日本で挨拶といえばお辞儀をするのが普通ですが少林寺拳法では両手を合わせて両肘をやや張り、指先を目の高さまで挙げた合掌の形で行います。

封建制度がとられていた時代は身分制度が厳しく、身分の低い立場の人は平伏し仲立ちを介して話をしたり時には顔さえも見ることが許されない時代でした。
勿論今日ではこのようなことはありません。身分に関係なくお互いを尊重し合う心で互いにお辞儀をして言葉を交わします。

国によっては握手をしたり抱き合ったりまた頬ずりをしたりと挨拶の仕方は様々です。スキンシップを通じてフレンドリーな関係を築くのは素晴らしい文化ですが、日本の折り目正しい礼儀作法は美しさと同時に厳粛な雰囲気を感じさせます。
特に日本古来の剣道、柔道、合気道などの武道の礼式を見ていると静かな物腰の中に凛とした緊張感が漂い、西洋から入ってきたスポーツには見られない威厳さえ感じられます。

一方、少林寺拳法では先に述べたように合掌礼で挨拶を交わしますが日本武道が禅や儒教の影響を受けて精神性を高めた礼儀作法が行われているように少林寺拳法もまた禅の影響を強く受けた礼法をとっています。というより禅の修行そのものが現代社会に活かされる形で易筋行・座禅行を伴う少林寺拳法という形で復元されたものであるといえます。

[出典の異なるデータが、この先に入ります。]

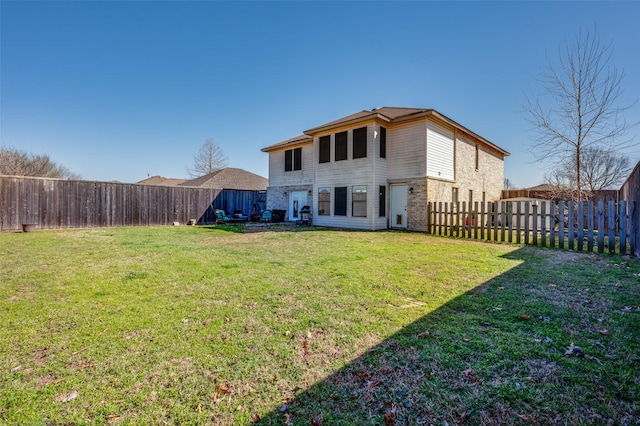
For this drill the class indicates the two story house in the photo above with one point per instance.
(379, 168)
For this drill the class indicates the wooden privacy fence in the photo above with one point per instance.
(583, 226)
(55, 203)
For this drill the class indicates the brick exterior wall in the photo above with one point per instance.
(276, 200)
(417, 204)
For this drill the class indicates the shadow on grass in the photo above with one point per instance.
(493, 355)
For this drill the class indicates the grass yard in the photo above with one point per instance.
(209, 325)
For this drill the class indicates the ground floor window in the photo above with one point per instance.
(324, 201)
(340, 203)
(359, 201)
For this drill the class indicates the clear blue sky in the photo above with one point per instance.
(122, 90)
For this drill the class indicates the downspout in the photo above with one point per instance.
(374, 158)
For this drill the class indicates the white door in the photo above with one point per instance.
(398, 218)
(297, 200)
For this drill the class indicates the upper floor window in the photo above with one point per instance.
(293, 159)
(359, 201)
(360, 142)
(324, 201)
(325, 149)
(341, 146)
(340, 202)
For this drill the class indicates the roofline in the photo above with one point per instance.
(412, 116)
(376, 115)
(298, 140)
(338, 123)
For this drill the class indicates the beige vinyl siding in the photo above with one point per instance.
(347, 173)
(440, 152)
(277, 175)
(406, 145)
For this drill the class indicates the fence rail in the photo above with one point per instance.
(583, 226)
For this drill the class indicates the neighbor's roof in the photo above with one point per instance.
(161, 180)
(230, 178)
(388, 115)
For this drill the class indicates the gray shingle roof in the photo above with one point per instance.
(230, 178)
(384, 114)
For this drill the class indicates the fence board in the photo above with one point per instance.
(545, 225)
(56, 203)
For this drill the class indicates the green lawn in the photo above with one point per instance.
(206, 325)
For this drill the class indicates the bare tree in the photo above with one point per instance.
(599, 170)
(578, 111)
(20, 163)
(209, 158)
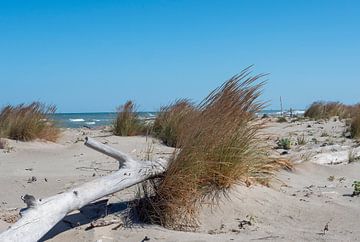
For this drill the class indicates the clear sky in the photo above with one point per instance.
(88, 55)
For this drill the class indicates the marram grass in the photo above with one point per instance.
(171, 120)
(28, 122)
(127, 122)
(220, 147)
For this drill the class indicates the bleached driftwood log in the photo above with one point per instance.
(42, 214)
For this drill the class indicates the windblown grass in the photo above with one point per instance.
(220, 147)
(127, 122)
(355, 126)
(326, 110)
(171, 120)
(28, 122)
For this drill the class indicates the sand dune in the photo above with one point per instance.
(297, 206)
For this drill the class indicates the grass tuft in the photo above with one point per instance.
(220, 147)
(28, 122)
(127, 122)
(170, 121)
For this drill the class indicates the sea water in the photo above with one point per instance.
(92, 120)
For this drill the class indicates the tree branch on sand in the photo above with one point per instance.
(42, 214)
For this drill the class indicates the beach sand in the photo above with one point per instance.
(298, 205)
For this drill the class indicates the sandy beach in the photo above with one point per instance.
(311, 203)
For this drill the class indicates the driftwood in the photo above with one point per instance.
(43, 214)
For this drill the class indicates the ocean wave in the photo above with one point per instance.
(76, 119)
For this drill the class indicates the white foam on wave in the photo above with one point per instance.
(76, 119)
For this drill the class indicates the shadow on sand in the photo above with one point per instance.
(86, 215)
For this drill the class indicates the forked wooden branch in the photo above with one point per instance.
(43, 214)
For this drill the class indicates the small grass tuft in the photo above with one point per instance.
(326, 110)
(220, 147)
(3, 144)
(284, 143)
(28, 122)
(353, 157)
(301, 140)
(127, 122)
(170, 121)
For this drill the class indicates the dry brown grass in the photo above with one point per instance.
(326, 110)
(127, 122)
(171, 120)
(28, 122)
(220, 147)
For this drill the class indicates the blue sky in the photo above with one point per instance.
(89, 56)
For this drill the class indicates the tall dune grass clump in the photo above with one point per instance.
(355, 126)
(171, 120)
(326, 110)
(220, 147)
(28, 122)
(127, 122)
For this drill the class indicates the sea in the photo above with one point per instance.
(94, 120)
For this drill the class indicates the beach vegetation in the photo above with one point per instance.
(355, 126)
(284, 143)
(127, 121)
(356, 185)
(171, 120)
(28, 122)
(353, 156)
(3, 144)
(281, 119)
(220, 147)
(326, 110)
(301, 140)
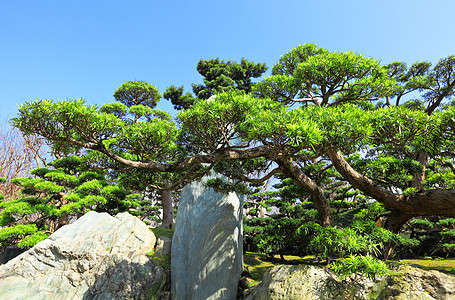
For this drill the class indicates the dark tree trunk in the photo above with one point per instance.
(317, 196)
(168, 210)
(419, 177)
(440, 202)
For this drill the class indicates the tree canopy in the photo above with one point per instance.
(345, 111)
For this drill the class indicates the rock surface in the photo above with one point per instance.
(207, 246)
(163, 246)
(97, 257)
(310, 282)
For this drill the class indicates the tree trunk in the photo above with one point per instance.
(168, 210)
(439, 202)
(316, 193)
(419, 177)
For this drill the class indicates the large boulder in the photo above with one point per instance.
(311, 283)
(97, 257)
(207, 246)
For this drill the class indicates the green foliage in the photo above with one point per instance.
(219, 77)
(9, 235)
(66, 191)
(136, 93)
(359, 265)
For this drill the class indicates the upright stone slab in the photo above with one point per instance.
(207, 246)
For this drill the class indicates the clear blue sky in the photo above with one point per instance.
(86, 49)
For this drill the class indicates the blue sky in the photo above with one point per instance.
(86, 49)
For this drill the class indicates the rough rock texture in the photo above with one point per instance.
(310, 282)
(207, 246)
(97, 257)
(163, 246)
(415, 283)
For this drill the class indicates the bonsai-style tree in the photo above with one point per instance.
(54, 197)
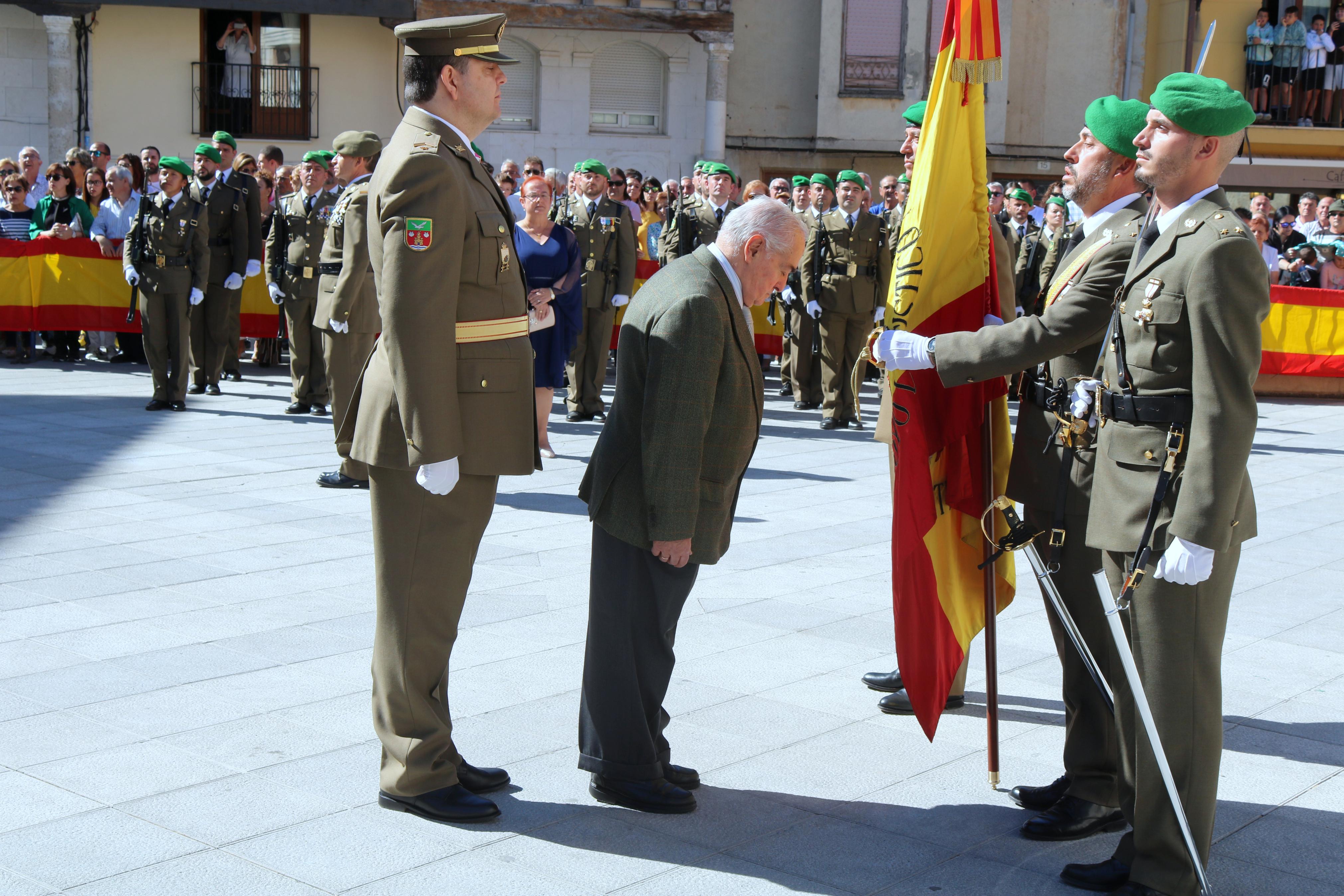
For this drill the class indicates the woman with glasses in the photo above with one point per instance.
(550, 257)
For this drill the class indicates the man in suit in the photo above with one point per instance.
(228, 148)
(347, 304)
(445, 404)
(662, 489)
(228, 261)
(295, 248)
(1178, 393)
(1053, 476)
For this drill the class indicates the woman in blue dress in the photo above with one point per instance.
(550, 257)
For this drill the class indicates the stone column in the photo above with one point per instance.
(61, 88)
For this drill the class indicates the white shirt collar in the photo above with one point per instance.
(728, 269)
(1099, 218)
(1168, 218)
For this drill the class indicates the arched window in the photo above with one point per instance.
(518, 100)
(627, 89)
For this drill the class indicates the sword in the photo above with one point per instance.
(1146, 714)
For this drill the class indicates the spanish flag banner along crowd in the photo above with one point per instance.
(944, 281)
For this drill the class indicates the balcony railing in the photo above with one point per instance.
(261, 103)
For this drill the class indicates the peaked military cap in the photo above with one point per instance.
(456, 37)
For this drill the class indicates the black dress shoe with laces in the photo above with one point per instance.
(1100, 878)
(1041, 799)
(482, 781)
(658, 796)
(889, 682)
(1073, 819)
(447, 805)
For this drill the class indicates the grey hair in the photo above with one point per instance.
(767, 217)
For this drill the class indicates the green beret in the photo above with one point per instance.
(174, 163)
(1116, 123)
(362, 144)
(592, 166)
(1205, 107)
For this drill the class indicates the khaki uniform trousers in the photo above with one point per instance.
(210, 334)
(842, 340)
(345, 355)
(424, 550)
(1092, 751)
(307, 367)
(804, 367)
(1176, 633)
(586, 367)
(167, 332)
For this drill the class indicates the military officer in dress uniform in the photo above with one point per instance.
(171, 271)
(295, 248)
(437, 426)
(1053, 465)
(846, 275)
(605, 234)
(347, 304)
(1178, 406)
(228, 217)
(246, 185)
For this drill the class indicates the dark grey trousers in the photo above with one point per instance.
(635, 602)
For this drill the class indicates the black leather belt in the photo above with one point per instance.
(1147, 409)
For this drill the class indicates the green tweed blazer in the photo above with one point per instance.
(686, 417)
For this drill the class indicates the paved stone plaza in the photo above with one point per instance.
(184, 648)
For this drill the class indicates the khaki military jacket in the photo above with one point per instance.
(181, 233)
(1066, 339)
(441, 242)
(302, 253)
(347, 293)
(228, 217)
(1206, 295)
(858, 268)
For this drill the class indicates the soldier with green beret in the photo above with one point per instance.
(173, 269)
(295, 248)
(347, 302)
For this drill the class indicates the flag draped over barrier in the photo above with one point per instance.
(944, 281)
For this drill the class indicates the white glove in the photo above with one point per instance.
(439, 479)
(902, 351)
(1084, 395)
(1184, 563)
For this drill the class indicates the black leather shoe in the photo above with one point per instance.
(1073, 819)
(447, 805)
(1100, 878)
(338, 480)
(680, 777)
(1041, 799)
(889, 682)
(657, 796)
(898, 704)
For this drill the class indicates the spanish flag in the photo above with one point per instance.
(944, 281)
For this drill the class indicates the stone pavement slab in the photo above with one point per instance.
(186, 624)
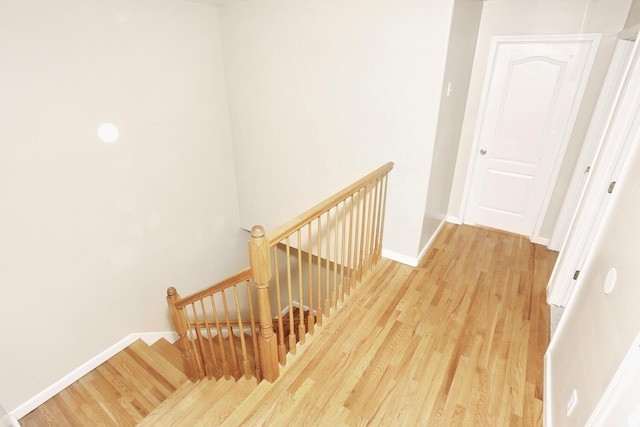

出身や身分、学歴、職業に関係なく人としてお互いが尊敬しあい、立場を理解し合って自らを高めると同時に社会全体が豊かで暮らしやすいように互助精神をもって生きていこうというのが少林寺拳法の考え方でありそれを形で現したものが合掌礼です。

そのことを思えば修練時には、ダーマへの信心帰依と修行の場である神聖な道場と同じ志をもって修行に臨む拳士達に対し、一人一人がもう少し心を込めて合掌礼を行うようにしたいものです。

いつも行うこの礼式がいつか馴れ合いになり単に手を上げ下げするだけで自分の心を相手に届けようとしない合掌礼が時々指導者の中に見受けられるのはとても残念に思います。